Er ist ein "Menschenfreund". Clemens Tönnies ist zurück. Nach dreimonatiger Auszeit, die er sich wegen einer rassistischen Aussage in der Öffentlichkeit selbst auferlegte, ist der Unternehmer an die Spitze des FC Schalke zurückgekehrt. Ein Situationsbericht.
Das Prädikät "Menschenfreund" hat sich der 63-Jährige dieser Tage ebenfalls selbst erteilt. In einem Interview mit dem vereinseigenen Sender Schalke-TV gab sich Tönnies nicht nur in neuem Look mit modischem Bart, sondern auch geläutert. Es war der 1. August als der Fleischfabrikant aus dem westfälischen Rheda-Wiedenbrück beim Tag des Handwerks in Paderborn mit einer Bemerkung über im Dunkeln Kinder produzierende Afrikaner eine Welle der Empörung auslöste.
Diskriminierend, aber kein Rassist
Der Beifall der geladenen Gäste über diese vermutlich als billiger Schenkelklopfer gemeinten Spruch war kaum verklungen, da raste ein verheerender Shitstorm über den S04-Boss. Nicht nur schwarze Ex-S04-Spieler wie die Schalker Legende Gerald Asamoah oder TV-Star Hans Sarpei äußerten sich entsetzt. Tönnies ruderte schnell zurück, entschuldigte sich halbherzig und einigte sich mit der so genannten Ethikkommission der Gelsenkirchener, dem Schalker Ehrenrat, auf eine dreimonatige Katharsis. Das ziemlich widersprüchliche Urteil, das auch die Ethikkommission des DFB so abnickte: Tönnies sei kein Rassist, seine Worte dennoch diskriminierend.
"Mir geht es um Afrika"
Nun ist er zurück - und auf Schalke möchten die meisten gerne so tun, als sei nichts gewesen. "Wenn sich jemand verletzt gefühlt hat, dann bitte ich ihn aufrichtig um Entschuldigung", sagt Tönnies in dem zwölf Minuten langen Video mit dem Klub-TV. Seine Worte vom 1. August seien doch ganz anders gemeint gewesen. "Mir geht es um Afrika. Ich sehe uns alle in Europa in der Pflicht, etwas für Afrika zu tun. Und das habe ich damit gemeint", betont Tönnies.
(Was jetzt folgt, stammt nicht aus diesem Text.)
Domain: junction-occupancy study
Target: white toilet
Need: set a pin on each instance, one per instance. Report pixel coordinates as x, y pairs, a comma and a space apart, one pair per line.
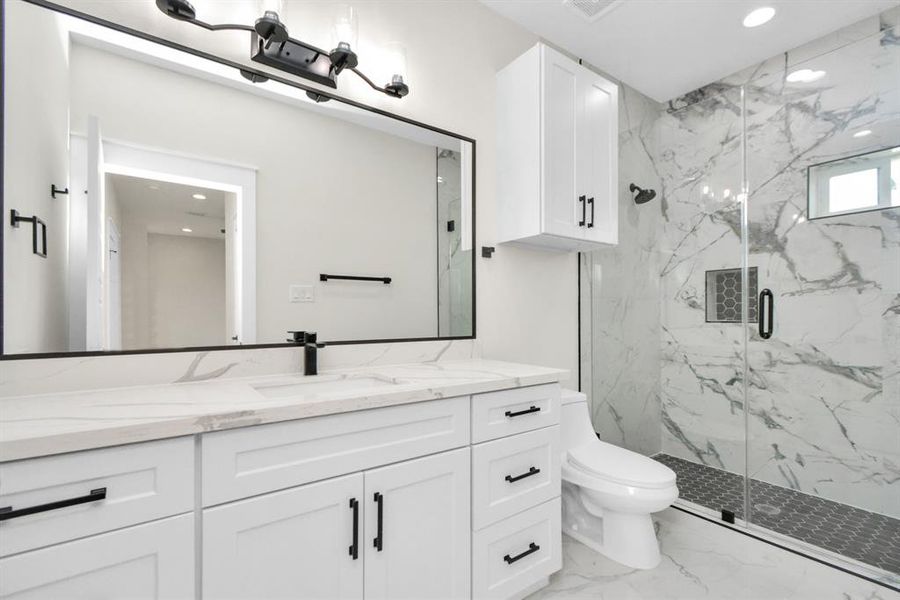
608, 493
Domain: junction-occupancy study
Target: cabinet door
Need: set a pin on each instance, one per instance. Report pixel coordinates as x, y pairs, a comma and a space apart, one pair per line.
151, 561
417, 525
597, 155
297, 543
563, 212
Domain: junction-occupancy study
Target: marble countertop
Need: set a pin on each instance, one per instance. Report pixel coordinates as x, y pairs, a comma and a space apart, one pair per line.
40, 425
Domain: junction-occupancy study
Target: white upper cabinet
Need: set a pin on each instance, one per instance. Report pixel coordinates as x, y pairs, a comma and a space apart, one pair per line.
557, 179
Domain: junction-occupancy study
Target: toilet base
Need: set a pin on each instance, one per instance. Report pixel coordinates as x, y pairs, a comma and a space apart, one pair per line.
626, 538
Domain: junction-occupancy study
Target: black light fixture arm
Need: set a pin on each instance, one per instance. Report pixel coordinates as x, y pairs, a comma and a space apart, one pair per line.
306, 60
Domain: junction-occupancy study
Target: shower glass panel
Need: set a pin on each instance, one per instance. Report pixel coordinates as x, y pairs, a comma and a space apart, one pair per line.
823, 410
701, 279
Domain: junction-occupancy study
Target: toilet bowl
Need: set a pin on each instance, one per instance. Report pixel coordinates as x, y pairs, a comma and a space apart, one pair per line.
609, 492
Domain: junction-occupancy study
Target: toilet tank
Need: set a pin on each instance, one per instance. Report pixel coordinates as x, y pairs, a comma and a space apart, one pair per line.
575, 420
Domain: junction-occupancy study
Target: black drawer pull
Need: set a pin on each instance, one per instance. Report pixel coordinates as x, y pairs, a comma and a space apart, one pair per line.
378, 542
527, 411
531, 471
354, 547
532, 548
7, 512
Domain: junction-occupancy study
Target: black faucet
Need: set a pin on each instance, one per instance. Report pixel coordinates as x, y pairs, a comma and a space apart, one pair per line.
310, 350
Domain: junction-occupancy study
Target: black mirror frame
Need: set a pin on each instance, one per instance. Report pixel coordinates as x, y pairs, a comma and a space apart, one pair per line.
254, 71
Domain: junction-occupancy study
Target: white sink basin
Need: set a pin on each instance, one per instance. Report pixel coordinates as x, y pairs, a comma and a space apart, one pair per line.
322, 386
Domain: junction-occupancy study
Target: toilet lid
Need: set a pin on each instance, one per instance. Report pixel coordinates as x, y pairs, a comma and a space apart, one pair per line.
621, 466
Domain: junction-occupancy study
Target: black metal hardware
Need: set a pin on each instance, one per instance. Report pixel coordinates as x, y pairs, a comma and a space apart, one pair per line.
354, 547
527, 411
325, 277
766, 309
7, 512
15, 218
378, 542
532, 548
531, 471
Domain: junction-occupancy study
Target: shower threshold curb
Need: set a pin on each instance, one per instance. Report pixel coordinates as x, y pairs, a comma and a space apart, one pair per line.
871, 574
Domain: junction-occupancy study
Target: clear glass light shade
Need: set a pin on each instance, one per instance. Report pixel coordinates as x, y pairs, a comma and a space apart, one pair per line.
345, 29
395, 62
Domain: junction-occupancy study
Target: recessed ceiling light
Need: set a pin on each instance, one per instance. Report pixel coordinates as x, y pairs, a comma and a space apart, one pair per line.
758, 17
804, 76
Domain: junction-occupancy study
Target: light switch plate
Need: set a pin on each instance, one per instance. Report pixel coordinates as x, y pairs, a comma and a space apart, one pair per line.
301, 293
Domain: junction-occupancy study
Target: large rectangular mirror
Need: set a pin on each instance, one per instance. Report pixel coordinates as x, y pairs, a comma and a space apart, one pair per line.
156, 199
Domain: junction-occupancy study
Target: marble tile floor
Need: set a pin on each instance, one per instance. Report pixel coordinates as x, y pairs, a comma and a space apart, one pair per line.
858, 534
703, 560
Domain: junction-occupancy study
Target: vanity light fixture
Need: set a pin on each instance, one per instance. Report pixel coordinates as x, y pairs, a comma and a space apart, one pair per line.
758, 17
272, 46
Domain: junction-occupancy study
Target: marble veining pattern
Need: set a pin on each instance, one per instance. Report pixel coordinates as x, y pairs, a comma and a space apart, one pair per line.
54, 423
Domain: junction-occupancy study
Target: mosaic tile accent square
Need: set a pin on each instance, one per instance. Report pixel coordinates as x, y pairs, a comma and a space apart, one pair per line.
723, 295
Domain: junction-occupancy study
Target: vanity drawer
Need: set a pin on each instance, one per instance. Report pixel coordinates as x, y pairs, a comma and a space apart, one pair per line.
512, 474
142, 482
507, 412
513, 555
254, 460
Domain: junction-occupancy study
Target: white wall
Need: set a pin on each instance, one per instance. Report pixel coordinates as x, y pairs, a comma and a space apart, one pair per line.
331, 197
526, 298
35, 315
187, 290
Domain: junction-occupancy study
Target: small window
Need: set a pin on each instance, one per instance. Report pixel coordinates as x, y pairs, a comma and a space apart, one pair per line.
855, 184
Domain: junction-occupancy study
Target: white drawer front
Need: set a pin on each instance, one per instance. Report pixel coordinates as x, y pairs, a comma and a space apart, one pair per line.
507, 412
143, 482
254, 460
514, 473
497, 570
154, 561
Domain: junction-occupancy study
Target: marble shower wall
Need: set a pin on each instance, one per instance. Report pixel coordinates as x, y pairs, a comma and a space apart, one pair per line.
620, 297
824, 398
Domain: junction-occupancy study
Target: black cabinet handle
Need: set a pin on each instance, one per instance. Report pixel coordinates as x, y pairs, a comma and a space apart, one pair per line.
379, 536
531, 471
7, 512
766, 310
527, 411
532, 548
354, 547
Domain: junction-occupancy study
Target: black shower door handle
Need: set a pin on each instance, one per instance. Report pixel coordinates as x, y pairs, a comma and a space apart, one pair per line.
766, 313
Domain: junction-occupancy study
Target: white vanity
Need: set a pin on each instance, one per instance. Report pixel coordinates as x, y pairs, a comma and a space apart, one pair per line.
435, 480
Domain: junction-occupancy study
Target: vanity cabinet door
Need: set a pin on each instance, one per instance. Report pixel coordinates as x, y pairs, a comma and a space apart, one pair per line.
154, 561
298, 543
417, 540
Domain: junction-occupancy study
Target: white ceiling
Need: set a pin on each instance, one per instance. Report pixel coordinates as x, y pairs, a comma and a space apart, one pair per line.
166, 207
666, 48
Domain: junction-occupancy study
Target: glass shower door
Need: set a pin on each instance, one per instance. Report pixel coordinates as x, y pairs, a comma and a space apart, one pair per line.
823, 410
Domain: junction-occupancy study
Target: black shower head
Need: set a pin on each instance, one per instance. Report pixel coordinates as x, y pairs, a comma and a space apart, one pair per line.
643, 196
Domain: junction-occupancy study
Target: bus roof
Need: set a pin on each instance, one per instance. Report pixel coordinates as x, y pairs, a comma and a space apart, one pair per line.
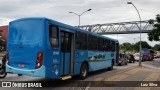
65, 26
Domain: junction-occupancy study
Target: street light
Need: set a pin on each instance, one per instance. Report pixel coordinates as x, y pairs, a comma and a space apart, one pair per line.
79, 15
140, 46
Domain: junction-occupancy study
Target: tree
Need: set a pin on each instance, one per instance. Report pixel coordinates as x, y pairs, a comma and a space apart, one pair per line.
126, 47
157, 47
154, 35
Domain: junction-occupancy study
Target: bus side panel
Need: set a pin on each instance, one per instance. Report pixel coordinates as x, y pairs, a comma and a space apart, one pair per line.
52, 58
80, 57
99, 60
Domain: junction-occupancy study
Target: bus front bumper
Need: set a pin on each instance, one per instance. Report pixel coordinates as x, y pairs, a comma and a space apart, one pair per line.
40, 72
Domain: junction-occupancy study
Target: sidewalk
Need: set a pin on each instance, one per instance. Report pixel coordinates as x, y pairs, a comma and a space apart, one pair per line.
132, 74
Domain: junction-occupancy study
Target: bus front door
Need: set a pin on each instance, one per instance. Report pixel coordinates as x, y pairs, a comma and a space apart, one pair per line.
66, 52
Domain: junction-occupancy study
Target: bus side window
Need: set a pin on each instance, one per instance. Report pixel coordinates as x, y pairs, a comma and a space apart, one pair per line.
53, 36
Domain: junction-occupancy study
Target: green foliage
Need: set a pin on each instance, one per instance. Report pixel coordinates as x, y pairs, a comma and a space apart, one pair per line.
155, 33
157, 47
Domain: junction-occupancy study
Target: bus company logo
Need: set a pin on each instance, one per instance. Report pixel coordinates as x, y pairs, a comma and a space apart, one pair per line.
6, 84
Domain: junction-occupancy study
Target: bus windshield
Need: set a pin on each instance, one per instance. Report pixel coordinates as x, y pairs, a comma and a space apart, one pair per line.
25, 31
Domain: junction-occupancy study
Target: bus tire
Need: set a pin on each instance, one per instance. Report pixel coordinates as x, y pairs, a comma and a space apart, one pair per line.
83, 71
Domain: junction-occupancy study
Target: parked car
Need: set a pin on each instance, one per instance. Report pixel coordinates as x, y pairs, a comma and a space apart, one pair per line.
137, 57
157, 56
122, 59
130, 58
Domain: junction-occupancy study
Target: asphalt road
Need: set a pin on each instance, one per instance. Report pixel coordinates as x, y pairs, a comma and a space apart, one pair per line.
72, 84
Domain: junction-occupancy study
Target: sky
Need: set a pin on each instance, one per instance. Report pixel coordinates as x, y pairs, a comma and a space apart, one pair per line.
103, 11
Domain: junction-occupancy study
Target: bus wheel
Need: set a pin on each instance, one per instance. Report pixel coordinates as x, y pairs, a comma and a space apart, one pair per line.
83, 71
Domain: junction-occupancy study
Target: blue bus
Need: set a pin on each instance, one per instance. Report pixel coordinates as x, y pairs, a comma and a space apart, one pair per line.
43, 47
Dessen seit Donnerstag amtliche Rückkehr als Aufsichtsratsvorsitzender wird auf Schalker Führungsebene – wenig überraschend - mehrheitlich begrüßt. "Mich hat es vom ersten Moment an beeindruckt, wie sehr sich ein erfolgreicher und vielbeschäftigter Unternehmer für seinen Klub einbringt und wie positiv er Schalke 04 lebt", wird zum Beispiel Sportvorstand Jochen Schneider in einer Mitteilung des Vereins zitiert. Und Finanzvorstand Peter Peters, seit 25 Jahren mit Tönnies an der Spitze der Königsblauen eng verbandelt, unterstreicht in einem Interview mit der Funke Mediengruppe: "Es gibt nicht lebenslang, das gehört zu einem Miteinander dazu."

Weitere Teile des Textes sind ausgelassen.